It has been a busy week for DOE. Yesterday, January 11, 2017, Energy Secretary Ernest Moniz announced the release of DOE’s Scientific Integrity Policy and the corresponding implementation order. Stating that “[t]he cornerstone of the scientific integrity policy at DOE is that all scientists, engineers, or others supported by DOE are free and encouraged to share their scientific findings and views,” the policy address the discussion and dissemination of both scientific work and research, and personal opinions on scientific and technical related policies. The policy was developed in response to the President’s March 9, 2009, Memorandum for the Heads of Executive Departments and Agencies on Scientific Integrity. It updates and expands the 2012 Secretarial Policy Statement on Scientific Integrity issued by then-Secretary Chu to include under covered personnel, all “federal staff, including the heads of departmental elements and heads of field elements, scientists and engineers at DOE laboratories and field sites, other contractors who support the R&D mission, and financial assistance recipients.”
Yesterday Secretary Moniz also announced the release of the first Annual Report on the State of the DOE National Laboratories. The report—which is organized into six themes: Recognizing Value, Rebuilding Trust, Maintaining Alignment and Quality, Maximizing Impact, Managing Effectiveness and Efficiency, and Ensuring Lasting Change—provides a history of the 17 National Labs and summarizes key activities and accomplishments of each lab.

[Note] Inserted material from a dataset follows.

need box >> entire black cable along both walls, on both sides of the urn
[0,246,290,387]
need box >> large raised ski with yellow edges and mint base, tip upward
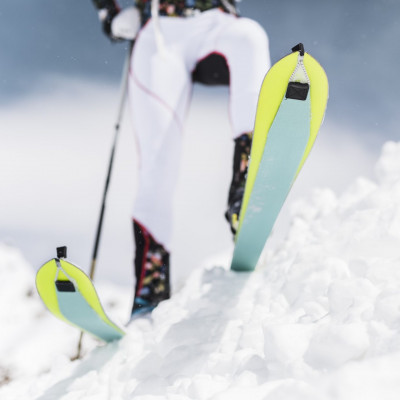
[231,43,328,271]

On Monday, January 9, 2017, Petra Nova, a 240 MW post-combustion carbon capture facility in Fort Bend County, Texas, became the first electric power related CCS plant to begin commercial operations in the United States. A joint project of NRG Energy, Inc. and JX Nippon Oil & Gas Exploration Corp., Petra Nova is located on the site of WA Parish, an existing coal-fired power plant. According to NRG’s news release, the plant is the world’s largest post-combustion carbon capture system and is designed to capture more than 90% of the carbon dioxide (CO2) from a 240 MW slipstream of flue gas, equivalent to more than 5,000 tons of CO2 per day. The captured CO2 will be used to enhance oil production at an oilfield jointly owned by NRG, JX Nippon, and Hilcorp Energy Company. The Petra Nova project received project management support from DOE’s National Energy Technology Laboratory (NETL), and $190 million in cost-sharing grants as part of DOE’s Clean Coal Power Initiative Program (CCPI).
And last Saturday, January 7, 2017, Secretary Moniz, FERC Chairman Norman Bay, Mexico’s Secretary of Energy Pedro Joaquin Coldwell, Energy Regulatory Commission (CRE) Chairman Guillermo Ignacio García Alcocer, and National Center for Energy Control (CENACE) Director Eduardo Meraz Ateca collectively signed “Principles to Promote the Reliability and Security of the Interconnected Power Systems of the United States of America and the United Mexican States,” a set of 11 non-binding bilateral principles to promote electric reliability of interconnected American and Mexican electricity grids (the Spanish version is available here). The principles relate to the objectives and challenges for North American energy integration which are described in the second installment of DOE’s Quadrennial Energy Review (QER 1.2).